Ray est revenu au Neon boots
On l’a remarqué, il y a beaucoup de citations cinématographiques dans ce premier film. Les Coen sont des cinéastes cinéphiles qui semblent avoir appris le cinéma à la manière de Melville, en voyant les films des autres, plus que dans une école de cinéma. Si Joel a suivi une formation de cinéaste à l’Université du Texas à Austin, puis à l’Université de New York, ce n’est pas le cas d’Ethan qui a fait des études de philosophie. J’ai évoqué Melville, non pas pour l’humour noir, ce n’était pas le créneau du réalisateur français, mais pour au moins deux raisons. La première est la stylisation de l’image, et cette capacité d’installer des rapports froids à l’écran. Mais il y a aussi du Melville dans le traitement de la couleur de la nuit. Les Coen utilisent des dégradés de bleu et de gris en contraste des lumières plus violentes. Cela renforce la noirceur du propos. La mise en scène est volontairement minimaliste, minimalisme qui ne s’explique pas seulement par la minceur du budget. Ils utilisent beaucoup les gros plans ou les plans rapprochés et ne cherchent pas des mouvements compliqués de caméra quand ils filment les dialogues, c’est champ – contrechamp. Le film étant sensé se passer au Texas, les frères Coen vont tenter d’en faire ressortir le côté particulier. Ils viennent eux de St Louis Park, donc une petite ville du Nord, du Minnesota, très ancrée à gauche. Et pour ce premier film ils choisissent le Texas, le Sud profond, comme s’ils allaient tenter de faire une visite chez les sauvages. Le Sud reviendra encore dans d’autres films, avec cette même volonté de s’en distancier. Le Texas c’est pour eux les armes à feu qui se promènent un peu partout, mais aussi ces routes rectilignes qui ne mènent absolument nulle part. ils insistent sur la chaleur, avec des protagonistes transpirants, mais si on a vu ça dans Body heat, les Coens ne vont pas jusqu’à faire suer les amants dans leur lit.

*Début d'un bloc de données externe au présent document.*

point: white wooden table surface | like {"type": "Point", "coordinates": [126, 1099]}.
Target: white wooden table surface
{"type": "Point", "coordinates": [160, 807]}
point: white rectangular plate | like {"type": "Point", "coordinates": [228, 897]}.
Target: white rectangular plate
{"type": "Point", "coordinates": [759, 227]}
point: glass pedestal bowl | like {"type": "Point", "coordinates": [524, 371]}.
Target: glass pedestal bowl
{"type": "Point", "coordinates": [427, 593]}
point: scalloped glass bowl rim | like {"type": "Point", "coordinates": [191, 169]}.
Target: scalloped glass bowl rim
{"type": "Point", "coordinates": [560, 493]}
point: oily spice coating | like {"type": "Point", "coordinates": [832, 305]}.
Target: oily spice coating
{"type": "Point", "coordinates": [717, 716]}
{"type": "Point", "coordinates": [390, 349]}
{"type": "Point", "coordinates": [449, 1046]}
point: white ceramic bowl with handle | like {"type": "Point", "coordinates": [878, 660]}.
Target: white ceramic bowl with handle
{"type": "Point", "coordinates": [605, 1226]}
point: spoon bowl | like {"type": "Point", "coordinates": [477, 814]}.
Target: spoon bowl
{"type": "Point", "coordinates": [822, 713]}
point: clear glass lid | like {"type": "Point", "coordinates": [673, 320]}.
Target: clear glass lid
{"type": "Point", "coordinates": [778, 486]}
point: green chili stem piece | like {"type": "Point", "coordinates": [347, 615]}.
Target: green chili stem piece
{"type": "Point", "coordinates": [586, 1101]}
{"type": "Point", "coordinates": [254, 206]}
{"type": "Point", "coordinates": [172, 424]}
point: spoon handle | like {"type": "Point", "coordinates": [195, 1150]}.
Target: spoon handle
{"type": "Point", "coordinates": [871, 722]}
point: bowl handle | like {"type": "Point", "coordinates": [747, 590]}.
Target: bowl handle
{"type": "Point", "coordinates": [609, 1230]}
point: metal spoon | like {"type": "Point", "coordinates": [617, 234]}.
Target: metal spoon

Marty n’est pas mort et tente de survivre
Le rythme est volontairement lent et décalé, sauf à la fin quand se règlent les comptes. Même les scènes de violence sont filmées lentement. Par exemple celle emblématique où on voit Marty ramper pour tenter d’échapper à son châtiment, ou alors les conversations entre Marty et Visser. Cette lenteur est le fruit de l’indécision. La scène où Visser tire à travers la cloison avait été très remarquée parce qu’elle laisse passer la lumière et un peu de la fumée à travers les trous que les balles ont faites. Cette scène est excellente, parce que d’abord on croit que Visser veut tuer Abby, mais en fait il mine la cloison pour pouvoir l’abattre à coups de poings. La manière dont sont filmées les fenêtres à travers lesquelles Visser espionne le couple, font évidemment penser à Hitchcock de Rear windows. Il y a aussi quelques plans, pas très nombreux, où la caméra s’élève au dessus des protagonistes, en général c’est pour souligner la mort d’un personnage : quand Ray découvre le cadavre de Marty dans son bureau, quand ce même Marty est enfin enterré dans un champ – on se demande d’ailleurs comment Ray peut penser que ce cadavre ne sera pas découvert – et enfin quand Visser agonise sous le lavabo. En tous les cas ce film prouve qu’on peut faire d’excellents films avec un minimum d’argent, ce qui pousse à une mise en scène sophistiquée, mais dénuée d’effets.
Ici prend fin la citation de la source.